As of April 28, 21 of 60 licensed cultivators, 12 of 85 licensed manufacturers, and 91 of 191 licensed dispensaries were certified to operate by Missouri regulators. While the state has over 122,000 registered medical marijuana patients, cannabis supply remains tight and wholesale flower prices hover around $4,500 a pound as cultivator license holders have struggled to put together capital investment with a 51% local ownership, numerous cultivators have told Grown In off the record. 

The 51% local ownership rule, which was inscribed in the Missouri constitution through medical marijuana’s legalization, has become a major point of contention for cannabis operators.
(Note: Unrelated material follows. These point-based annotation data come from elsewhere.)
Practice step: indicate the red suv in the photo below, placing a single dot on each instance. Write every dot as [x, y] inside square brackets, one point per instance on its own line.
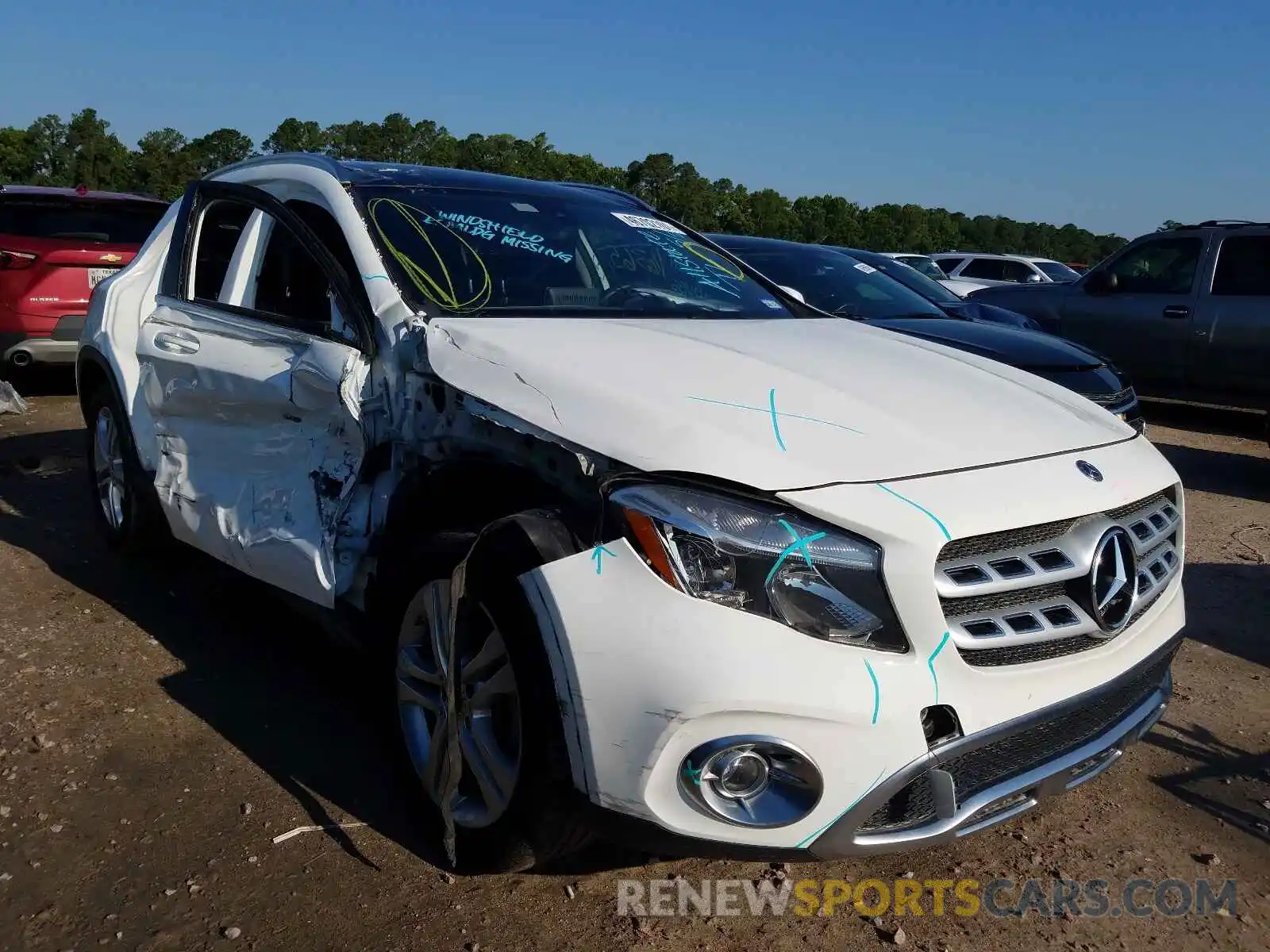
[56, 245]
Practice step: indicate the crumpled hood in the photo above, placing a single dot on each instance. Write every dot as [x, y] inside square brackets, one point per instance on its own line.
[772, 404]
[1018, 347]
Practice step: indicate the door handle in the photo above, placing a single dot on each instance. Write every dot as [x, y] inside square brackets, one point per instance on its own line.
[177, 342]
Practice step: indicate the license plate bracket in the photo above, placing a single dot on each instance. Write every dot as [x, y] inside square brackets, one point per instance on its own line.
[95, 276]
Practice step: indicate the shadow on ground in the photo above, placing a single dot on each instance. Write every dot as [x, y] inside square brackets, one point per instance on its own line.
[306, 711]
[1213, 592]
[1226, 782]
[1248, 424]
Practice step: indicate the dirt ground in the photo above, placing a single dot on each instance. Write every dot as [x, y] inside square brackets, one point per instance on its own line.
[159, 727]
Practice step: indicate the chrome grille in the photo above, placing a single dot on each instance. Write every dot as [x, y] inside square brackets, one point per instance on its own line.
[1019, 596]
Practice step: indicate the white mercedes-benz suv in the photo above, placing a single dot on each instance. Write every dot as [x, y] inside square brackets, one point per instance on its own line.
[651, 547]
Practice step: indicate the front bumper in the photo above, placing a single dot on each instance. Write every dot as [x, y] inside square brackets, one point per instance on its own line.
[920, 805]
[645, 674]
[18, 351]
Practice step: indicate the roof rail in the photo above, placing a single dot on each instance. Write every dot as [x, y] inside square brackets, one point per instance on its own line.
[1222, 222]
[611, 190]
[319, 160]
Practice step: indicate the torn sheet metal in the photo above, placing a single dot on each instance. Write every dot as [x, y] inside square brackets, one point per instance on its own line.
[260, 443]
[10, 400]
[774, 404]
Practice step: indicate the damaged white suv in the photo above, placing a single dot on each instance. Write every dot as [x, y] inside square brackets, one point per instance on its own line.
[654, 547]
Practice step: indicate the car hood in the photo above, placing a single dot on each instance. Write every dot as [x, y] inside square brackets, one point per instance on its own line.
[772, 404]
[1029, 349]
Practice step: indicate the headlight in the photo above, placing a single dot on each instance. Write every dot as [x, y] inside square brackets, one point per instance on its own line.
[775, 562]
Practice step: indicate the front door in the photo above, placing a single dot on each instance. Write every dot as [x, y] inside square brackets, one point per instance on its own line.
[252, 366]
[1143, 324]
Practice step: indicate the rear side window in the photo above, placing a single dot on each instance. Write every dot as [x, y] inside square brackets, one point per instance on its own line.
[986, 268]
[217, 236]
[1244, 267]
[108, 221]
[1164, 266]
[1016, 271]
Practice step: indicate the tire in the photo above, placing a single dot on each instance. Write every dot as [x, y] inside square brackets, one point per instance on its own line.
[126, 509]
[541, 819]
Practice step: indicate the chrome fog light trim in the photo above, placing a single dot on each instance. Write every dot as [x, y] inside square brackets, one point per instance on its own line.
[751, 781]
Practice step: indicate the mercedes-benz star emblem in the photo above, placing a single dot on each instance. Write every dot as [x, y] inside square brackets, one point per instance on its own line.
[1114, 581]
[1089, 470]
As a result, many operators are heavily lobbying to strike the ownership rule through a proposed recreational use referendum currently being drafted by state cannabis advocates and operators.

A DHSS spokesperson also provided Grown In with notice of three new license revocations.

DIS000025TCAppliCO LLCRevoked4/20/21
DIS000068TC AppliCo LLCRevoked4/20/21
MAN000025Blue Arrow Holdings LLCSurrendered4/23/21

Meanwhile, Missouri operators are trading stories of convertible debt offers from large out of state operators. Convertible debt is a private loan made so that if the terms are not met by the borrower, or if the note is still held after a certain date, the lender receives an agreed upon equity stake in the company. Missouri license holders unable to raise enough in-state capital, could offer such convertible debt, with the conversion pending an expected change of ownership rules in a new referendum.

The new DHSS guidance would put a major kink in that kind of plan, potentially revoking hundreds of licenses this fall.